Many traditional modelling tools (FDTD, MoM, FEM, ...) are based on some form of spatial discretisation, meaning that they overlay the structure to be modelled with a grid and then calculate the electromagnetic field at each of these grid points. These approaches work fine and are very general. However, in order to get a decent accuracy, the grid has to be chosen rather fine, which can lead to long calculation times and hefty memory requirements.


CAMFR is based on a different principle called eigenmode expansion. Rather than working with a grid, the structure is divided in a number of layers where the refractive index profile does not change in the zdirection. Many interesting structures are indeed layered in nature, and those that are not can be approximated as such.

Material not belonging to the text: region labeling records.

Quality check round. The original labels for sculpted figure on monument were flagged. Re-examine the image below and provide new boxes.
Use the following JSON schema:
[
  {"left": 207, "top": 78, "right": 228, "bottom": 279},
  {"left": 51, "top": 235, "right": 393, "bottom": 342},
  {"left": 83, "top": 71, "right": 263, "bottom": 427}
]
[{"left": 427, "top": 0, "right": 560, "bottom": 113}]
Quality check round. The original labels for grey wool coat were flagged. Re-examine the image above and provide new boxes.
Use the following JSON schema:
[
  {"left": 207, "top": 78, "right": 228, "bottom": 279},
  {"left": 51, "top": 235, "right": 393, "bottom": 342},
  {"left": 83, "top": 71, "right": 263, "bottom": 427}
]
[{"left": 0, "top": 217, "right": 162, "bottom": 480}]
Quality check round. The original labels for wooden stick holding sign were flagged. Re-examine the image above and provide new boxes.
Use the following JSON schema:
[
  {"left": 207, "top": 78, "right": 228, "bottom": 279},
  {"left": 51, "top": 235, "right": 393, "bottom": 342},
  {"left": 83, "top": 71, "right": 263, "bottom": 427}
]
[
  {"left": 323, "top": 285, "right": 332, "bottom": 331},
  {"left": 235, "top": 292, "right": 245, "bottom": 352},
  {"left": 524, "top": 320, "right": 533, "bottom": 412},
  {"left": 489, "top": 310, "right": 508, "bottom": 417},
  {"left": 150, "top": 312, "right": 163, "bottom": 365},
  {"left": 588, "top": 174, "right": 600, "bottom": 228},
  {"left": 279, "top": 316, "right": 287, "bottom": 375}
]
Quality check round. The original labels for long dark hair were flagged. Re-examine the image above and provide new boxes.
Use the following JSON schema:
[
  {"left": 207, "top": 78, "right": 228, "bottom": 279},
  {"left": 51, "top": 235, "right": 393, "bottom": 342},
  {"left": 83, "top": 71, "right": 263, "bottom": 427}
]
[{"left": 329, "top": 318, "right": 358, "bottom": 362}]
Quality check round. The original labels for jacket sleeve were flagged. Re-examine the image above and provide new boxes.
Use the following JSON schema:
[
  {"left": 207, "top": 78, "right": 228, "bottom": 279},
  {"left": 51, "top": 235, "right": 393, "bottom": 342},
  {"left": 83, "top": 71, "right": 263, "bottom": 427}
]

Rather than specifying the fields explicitly at a number of grid points, the fields in each layer are written as a sum of the local eigenmodes of that particular layer. This leads to a much more compact representation of the field and therefore shorter computation times. Moreover, contrary to spatial discretisation, the calculation time of a layer is independent of the length of that layer. Also, periodicity or quasiperiodicity is exploited much more easily.

However, this method requires a discrete set of modes, and in order to achieve this, the structure we want to model is typically enclosed in a metal box. Unfortunately, this can create parasitic reflections: radiation that would otherwise travel freely towards infinity is now completely reflected at the metal boundaries, returns to the structure that we want to study, and disturbs the simulation results.

In order to alleviate this problem, CAMFR makes use of advanced boundary conditions, the most prominent of which are perfectly matched layers or PMLs. These layers can be thought of as layers with a real refractive index, but with a complex thickness. This complex thickness provides for reflectionless absorption of the incident field, regardless of incidence angle, wavelength or polarisation. The use of these advanced boundary conditions not only improves the accuracy of the model, but also speeds up the computation time, as the metal walls can now be placed much closer to the structure.